En plus d’écrire « j’ai décidé d’envoyer ad patres les féministes qui m’ont toujours gâché la vie », et d’affirmer « j’haïs les féministes » avant de tirer sur les femmes dans une classe, le tueur en rajoute donc dans sa lettre, peut-être pour ceux et celles qui n’auraient toujours pas compris qu’il visait d’abord et avant tout les féministes. Or, si les féministes sont explicitement visées par le tueur, comment se fait-il qu’au lieu de l’appui et du réconfort que les victimes d’un drame collectif sont en droit d’espérer de proches et d’une société, il semble plutôt de bon goût de les dénigrer ? Comment se fait-il que la majorité des chroniqueurs ait la fâcheuse tendance à vouloir séparer les mauvaises des bonnes féministes ? Sont désignées comme mauvaises celles qui attiseraient « la guerre des sexes », alors que les bonnes sont « les féministes du dialogue ».

Premier problème, on ne sait jamais qui sont ces « bonnes » féministes, on ne donne pas de noms d’individus ni de groupes. Je cherche désespérément la « bonne » féministe sans la trouver.

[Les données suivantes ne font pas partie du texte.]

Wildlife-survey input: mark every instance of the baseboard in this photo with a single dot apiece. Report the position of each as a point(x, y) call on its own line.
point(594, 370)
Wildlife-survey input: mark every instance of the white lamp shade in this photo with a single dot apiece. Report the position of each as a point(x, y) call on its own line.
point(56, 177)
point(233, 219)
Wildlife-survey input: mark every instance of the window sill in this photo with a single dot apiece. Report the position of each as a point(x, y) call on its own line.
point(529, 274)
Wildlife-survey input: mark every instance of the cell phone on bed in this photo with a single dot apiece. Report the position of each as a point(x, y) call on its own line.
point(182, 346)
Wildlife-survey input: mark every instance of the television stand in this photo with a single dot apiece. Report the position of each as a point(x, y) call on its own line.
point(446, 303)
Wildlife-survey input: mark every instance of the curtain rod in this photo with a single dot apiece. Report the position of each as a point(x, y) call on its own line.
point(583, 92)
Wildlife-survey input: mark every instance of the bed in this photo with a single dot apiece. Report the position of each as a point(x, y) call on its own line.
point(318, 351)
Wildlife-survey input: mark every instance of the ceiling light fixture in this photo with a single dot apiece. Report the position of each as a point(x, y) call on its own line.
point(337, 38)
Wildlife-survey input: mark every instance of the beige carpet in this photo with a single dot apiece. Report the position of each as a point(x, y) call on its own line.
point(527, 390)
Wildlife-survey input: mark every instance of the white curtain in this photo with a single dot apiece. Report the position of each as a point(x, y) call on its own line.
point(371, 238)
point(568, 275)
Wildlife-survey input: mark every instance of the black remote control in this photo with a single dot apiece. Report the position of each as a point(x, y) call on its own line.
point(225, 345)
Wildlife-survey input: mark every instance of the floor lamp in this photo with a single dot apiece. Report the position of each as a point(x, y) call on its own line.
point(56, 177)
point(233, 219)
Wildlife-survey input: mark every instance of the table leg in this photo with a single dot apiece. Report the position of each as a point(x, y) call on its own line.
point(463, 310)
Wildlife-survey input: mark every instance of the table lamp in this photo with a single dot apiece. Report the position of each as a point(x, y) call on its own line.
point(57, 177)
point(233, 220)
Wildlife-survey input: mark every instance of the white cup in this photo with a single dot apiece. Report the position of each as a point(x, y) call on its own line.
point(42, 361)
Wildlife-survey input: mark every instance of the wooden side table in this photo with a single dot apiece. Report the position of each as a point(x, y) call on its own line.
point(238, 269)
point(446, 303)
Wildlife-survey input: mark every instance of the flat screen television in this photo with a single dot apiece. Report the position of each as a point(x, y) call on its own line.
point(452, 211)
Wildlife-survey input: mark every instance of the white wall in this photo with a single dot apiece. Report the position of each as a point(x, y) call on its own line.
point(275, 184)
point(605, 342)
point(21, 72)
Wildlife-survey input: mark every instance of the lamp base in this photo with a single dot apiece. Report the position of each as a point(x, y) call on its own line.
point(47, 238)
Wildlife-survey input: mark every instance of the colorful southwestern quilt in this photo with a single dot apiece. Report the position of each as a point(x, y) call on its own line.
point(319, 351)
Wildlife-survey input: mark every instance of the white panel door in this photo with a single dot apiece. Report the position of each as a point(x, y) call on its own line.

Est-ce Denise Bombardier ? Ensuite, il semble plus simple de rejeter du revers de la main les « mauvaises » féministes plutôt que d’entendre ce qu’elles disent et de prêter attention à leurs analyses. Dans les faits, rares sont celles qui parlent de « guerre des sexes », alors que Lépine a explicitement déclaré la guerre aux féministes. Pourquoi donc cette insistance à renverser la réalité et à prétendre que se sont les féministes qui parlent de guerre et la font ? Elles la subissent, trop souvent en silence. Surtout qu’il serait plus juste de parler de « massacre » plutôt que de guerre. Comme l’indique la féministe américaine Ti-Grace Atkinson, « Une "guerre" implique un certain équilibre des pouvoirs. Quand les pertes sont toutes du même côté, comme dans certains types de raids (souvent appelés "viols" d’une région), cela s’appelle un massacre. »

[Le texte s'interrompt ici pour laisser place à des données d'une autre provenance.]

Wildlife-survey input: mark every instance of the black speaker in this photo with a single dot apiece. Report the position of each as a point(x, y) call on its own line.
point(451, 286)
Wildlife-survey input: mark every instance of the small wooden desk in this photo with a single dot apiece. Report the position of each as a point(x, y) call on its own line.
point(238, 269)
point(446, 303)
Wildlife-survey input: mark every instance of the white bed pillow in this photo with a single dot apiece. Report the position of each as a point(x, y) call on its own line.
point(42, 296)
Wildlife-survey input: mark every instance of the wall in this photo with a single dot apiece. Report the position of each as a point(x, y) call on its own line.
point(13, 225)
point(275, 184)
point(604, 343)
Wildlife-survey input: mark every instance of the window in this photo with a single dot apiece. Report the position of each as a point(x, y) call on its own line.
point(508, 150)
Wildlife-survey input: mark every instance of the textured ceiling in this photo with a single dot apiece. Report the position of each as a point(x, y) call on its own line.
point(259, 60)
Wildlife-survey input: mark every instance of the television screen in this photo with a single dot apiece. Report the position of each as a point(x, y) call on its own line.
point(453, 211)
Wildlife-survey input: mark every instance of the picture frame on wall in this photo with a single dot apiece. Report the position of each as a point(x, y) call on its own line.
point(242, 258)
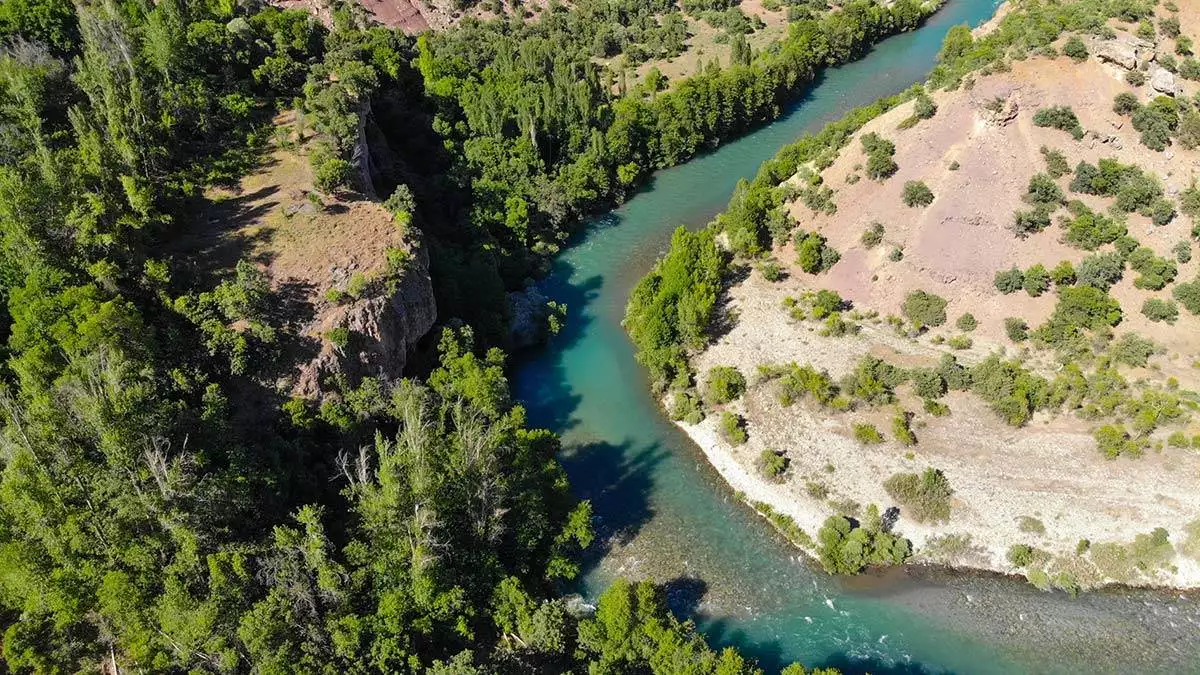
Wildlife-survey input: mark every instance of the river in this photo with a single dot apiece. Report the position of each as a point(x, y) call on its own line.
point(661, 511)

Plutôt que de répéter aujourd’hui comme il y a 20 ans que les féministes ont détourné (vraiment ?) le sens du massacre, qu’il faut garder silence pour respecter les familles des victimes et que – surtout – il est si dur pour les hommes de se rappeler ce traumatisme, ne serait-ce pas enfin le temps de se demander comment se sont senties et se sentent les féministes et les femmes dont les noms figuraient sur la liste de Lépine ?

  • Mélissa Blais a publié en 2009 "J’hais les féministes !" le 6 décembre et ses suites, aux éditions du Remue-ménage, Montréal.